When we occupied Freedom Plaza in Washington, DC, during the Autumn of 2011, we often marched down Pennsylvania Avenue to Capitol Hill to express our many grievances. We were always accompanied by a large contingent of police officers and other members of the national security state, some obvious and others not so much. Along the way, we would pass the Newseum, which has the First Amendment engraved in large letters on the front of the building. We made it a habit to pause at the Newseum and read aloud in unison the words of the First Amendment. The reason for doing so was to let everyone know, including the security state, that we have the right to protest peacefully and that we were exercising that right.
We live in a time when there is much to protest. The government is dysfunctional, ruled by plutocrats who pass laws for their corporate friends that cause real harm and suffering for the people and ecological collapse of the planet. Many activists with whom we work recognize that the traditional tools used to effect change within the system – petitions, lobbying, electing supportive legislators or running for office – largely fail in the current political environment.

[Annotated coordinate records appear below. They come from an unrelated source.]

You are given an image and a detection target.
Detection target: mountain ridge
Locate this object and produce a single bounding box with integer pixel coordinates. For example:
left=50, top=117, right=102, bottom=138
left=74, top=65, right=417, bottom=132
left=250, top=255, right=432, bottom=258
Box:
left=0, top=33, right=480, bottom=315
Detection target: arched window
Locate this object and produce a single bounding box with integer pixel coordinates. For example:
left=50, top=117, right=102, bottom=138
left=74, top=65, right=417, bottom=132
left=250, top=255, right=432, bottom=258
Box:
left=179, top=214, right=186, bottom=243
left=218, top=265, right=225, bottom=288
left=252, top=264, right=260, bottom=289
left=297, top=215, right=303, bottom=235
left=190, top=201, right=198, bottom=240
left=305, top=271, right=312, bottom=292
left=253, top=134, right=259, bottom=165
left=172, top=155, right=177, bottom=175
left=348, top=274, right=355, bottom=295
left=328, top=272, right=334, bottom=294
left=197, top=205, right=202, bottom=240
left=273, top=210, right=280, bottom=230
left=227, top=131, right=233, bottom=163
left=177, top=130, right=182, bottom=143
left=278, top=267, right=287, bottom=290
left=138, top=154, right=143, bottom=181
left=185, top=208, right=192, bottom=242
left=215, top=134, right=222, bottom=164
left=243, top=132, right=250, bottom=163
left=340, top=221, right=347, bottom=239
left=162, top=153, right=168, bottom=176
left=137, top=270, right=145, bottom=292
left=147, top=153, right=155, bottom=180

Our most effective option is strategic and militant, nonviolent protest in all of its many forms, from boycotts to rallies to hunger strikes. And it is our First Amendment right to use these tools. But rather than respecting and supporting our right to peaceably assemble and petition the government for a redress of our grievances, the national security state and legislators are chipping away at our rights in more extreme ways than ever before.

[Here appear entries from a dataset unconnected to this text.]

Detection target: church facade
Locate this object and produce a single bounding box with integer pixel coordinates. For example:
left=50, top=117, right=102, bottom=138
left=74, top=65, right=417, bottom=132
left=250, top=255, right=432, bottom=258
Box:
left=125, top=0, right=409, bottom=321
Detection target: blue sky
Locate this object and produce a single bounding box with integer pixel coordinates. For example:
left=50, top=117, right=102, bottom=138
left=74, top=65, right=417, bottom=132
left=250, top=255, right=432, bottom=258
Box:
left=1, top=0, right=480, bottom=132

Even our right to know what is being done in our name is disappearing. The White House and Congress are doing more in secret and are cracking down on those who reveal their actions. Whistleblowers are being charged under the Espionage Act and journalists are being spied upon.
It is up to the people to preserve our rights to dissent and to know the truth. Otherwise, they will continue to slip away. Every day in the US, people are taking action to hold onto these rights and they are inspiring others to do the same.
The Vague Definition of Crime
During the occupation of Freedom Plaza in 2011, we sometimes joked with law enforcement that the Rule of Law only applied to the 99%, not the 1%. The police knew this was more a truth than it was a joke. Bankers who commit fraud and those who crashed the economy are simply fined and not prosecuted at all. Health insurance and pharmaceutical corporations are regularly fined for fraudulent behavior, more than any other industry. To most large corporations, these fines are simply a cost of doing business and wind up costing much less than what the fraudulent behavior reaps in profits.
Corporate executives are not even held accountable when their business practices result in massive deaths. An example is Warren Anderson, the former chair of Union Carbide during the Bhopal chemical disaster that poisoned over 500,000 people and killed thousands. He skipped bail in India and fled to the US. And he has not been returned despite warrants for his arrest issued by India.
On the flip-side, the Obama administration has been conducting a war on dissent. It appears that the security state can turn almost any behavior into a crime if a person is not a member of the elite. In fact, just a few days ago on June 27, a health care activist was arrested for writing a chalk message on a sidewalk during a protest against the governor for not expanding Medicaid to more Pennsylvanians under the federal health law. The charge was disorderly conduct for writing “a derogatory remark about the governor on the sidewalk.” The remark: “Corbett has health care, we should too.”
Since the Occupy movement rose up in 2011, a number of laws have been passed that are written vaguely and increase the power of the security state. In early 2012, the National Defense Authorization Act (NDAA) passed by Congress contained a provision that loosened the definition of a “terrorist” to include anyone who has contact with Al Qaeda or an “associated organization,” and allowed indefinite detention without trial and extraordinary rendition of US citizens.
Around the same time, Occupy London was placed on the terrorist watch list by the London Police. And it was later learned, after a Freedom of Information Act (FOIA) request was granted, that the FBI was monitoring the Occupy movement in the US and in some papers referred to Occupy protests as “domestic terrorism.”